De posse dessas conclusões, buscamos na causa do contrato plurilateral (resultante da


comunhão dos cotistas) a natureza do Fundo, a se refletir na distinção entre a simples
comunhão e a comunhão capaz de gerar sociedade. Nos deparamos então com o exercício
de uma atividade econômica lucrativa, através da realização de investimentos em
empreendimentos imobiliários por meio de uma organização.

Como resultado, concluímos pelo reconhecimento do Fundo de Investimento Imobiliário


como uma comunhão de objetivos, e não de objetos, direcionados à criação de uma
organização, voltada ao cumprimento de uma finalidade, e manifestada através de um
contrato de sociedade.

137  
 
Não obstante propugnarmos pela caracterização do Fundo como sociedade, reconhecemos
as dificuldades que podem advir da adoção do modelo societário, e a tendência a
repetirmos os erros então cometidos em relação às sociedades de investimento, incluindo a
problemática decorrente da burocracia exigida para novas chamadas de capital.
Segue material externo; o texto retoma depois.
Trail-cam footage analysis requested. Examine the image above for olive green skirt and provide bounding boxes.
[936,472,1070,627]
Por outro lado, decorridos quase 40 anos desde o advento da Lei Societária (Lei no
6.404/76), achamos em tempo a revisão dos conceitos relativos à estrutura de capital, e
acreditamos na possibilidade de evolução de nosso regime de capital autorizado para algo
que mais aproxime nossa sociedade anônima das sociedades de capital variável americanas
e europeias, especialmente a Sociedade de Investimento de Capital Variável (SICAV) cuja
disseminação contribuiu sobremaneira para o desenvolvimento do mercado de capitais
europeu.

Esperamos que este breve trabalho sirva de motivação para um aprofundamento ainda mais
detalhado de tema tão rico, porém, tão pouco trabalhado, como os Fundos de Investimento
Imobiliário, bem como instigue o espírito investigativo de nossos estudiosos, favorecendo
a criação de estruturas mais flexíveis, capazes de se adaptarem mais rapidamente às
mudanças econômicas e sociais, como é o caso do trust e dos institutos, incluindo
sociedades, criados sob sua inspiração.